Table of Contents
Security in Greenstone Collections
Greenstone software comes equipped with a system for registering and administering users. Greenstone users can register as user with a login and password. Administrators can then assign them into various groups. For user management information, see Greenstone 3 User Management or Greenstone 2 User Management
Once groups have been set up, access to collections or sets of documents in a collection can be restricted to certain groups.
Collections can be protected at the collection level, or at the document level. A simple mechanism is just to 'hide' the collection, by not linking to it from the home page. Users that know of the collection can type in the url to it, and from there, they have full access. A second collection level protection is to make the whole collection only accessible to users in certain groups. Document level protection allows documents to be generally accessible/not accessible by default, with exceptions that are password protected/accessible to anyone, depending on the default setting.
Important Note
- Most of these protection mechanisms are not available in GLI, but require you to edit the collection's configuration file directly. Please make sure that GLI does not have your collection open before modifying the configuration file, otherwise GLI will overwrite your changes when it saves the file.
- In Greenstone 3 from v3.08 onward, you can use GLI's Edit > Edit collectionConfig.xml to make these edits without having to close GLI. From 3.10, this will also be functional in client-GLI.
Greenstone3
A collection's configuration file is called 'collectionConfig.xml' and can be found in the collection's etc folder. This can be found at <greenstone home folder>/web/sites/localsite/collect/<collname>/etc/collectionConfig.xml
.
Greenstone2
A collection's configuration file is called 'collect.cfg' and can be found in the collection's etc folder. This can be found at <greenstone home folder>/collect/<collname>/etc/collect.cfg
.
Hiding a collection
Collections can be hidden from general users by not including a link to them on the home page. We call this making a collection 'private' instead of 'public'. This can be done via GLI. Open the collection in GLI, and go to the 'General' page of the 'Format' panel. Deselecting "This collection should be publically accessible" will hide it from the home page of the library.
Greenstone3
To make this change in the configuration file directly, open up the collection's collectionConfig.xml file (see here), and set the 'public' metadata element value to 'false'.

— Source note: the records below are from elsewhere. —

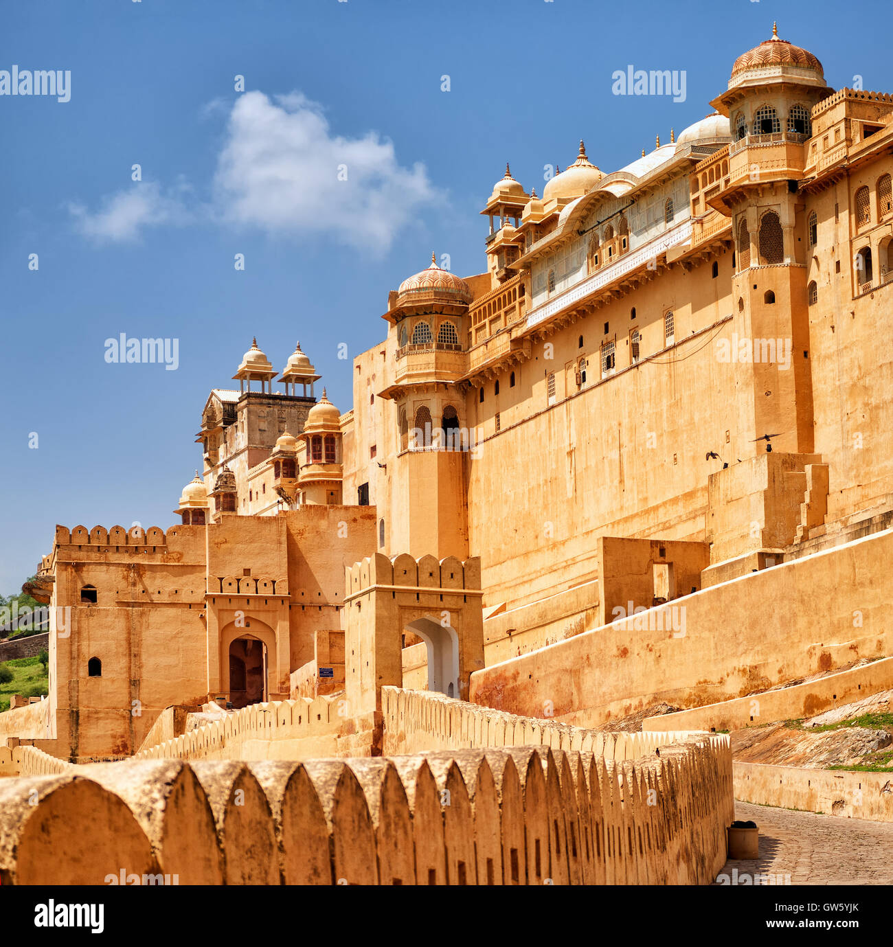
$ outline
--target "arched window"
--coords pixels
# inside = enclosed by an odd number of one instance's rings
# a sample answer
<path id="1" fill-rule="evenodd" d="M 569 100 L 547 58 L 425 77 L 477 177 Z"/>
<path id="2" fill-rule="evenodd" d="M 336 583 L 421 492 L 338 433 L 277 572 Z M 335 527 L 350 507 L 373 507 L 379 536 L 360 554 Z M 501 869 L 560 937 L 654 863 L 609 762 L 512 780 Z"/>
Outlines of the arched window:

<metadata name="public">false</metadata>
Greenstone2
To make this change in the configuration file directly, open up the collection's collect.cfg file (see here), and set the 'public' field to 'false'.
public false
Collection Level Protection
Collection level protection involves setting the collection to be private, and then defining which groups of users are allowed access. The collection will appear on the home page of the library, but when a user clicks on the link to the collection, they will be prompted for a username and password. To gain access, the user will need to have previously registered with a username and password. An administrator wil have had to assign this user to one (or more) of the groups that is allowed to access this collection. If that is done, then the user can log in with their username and password, and they will be allowed into the collection. Once in, they have free access to any of the documents in it.
Collection level protection can not be done via GLI, but must be done by editing the collection's config file.
Greenstone3
Open up collectionConfig.xml (see here). Add a <security>
element as a child element of <CollectionConfig>
. It doesn't matter where in the file it goes, as long as it is a child of <CollectionConfig>
, and not inside any other element. The following is an example security block.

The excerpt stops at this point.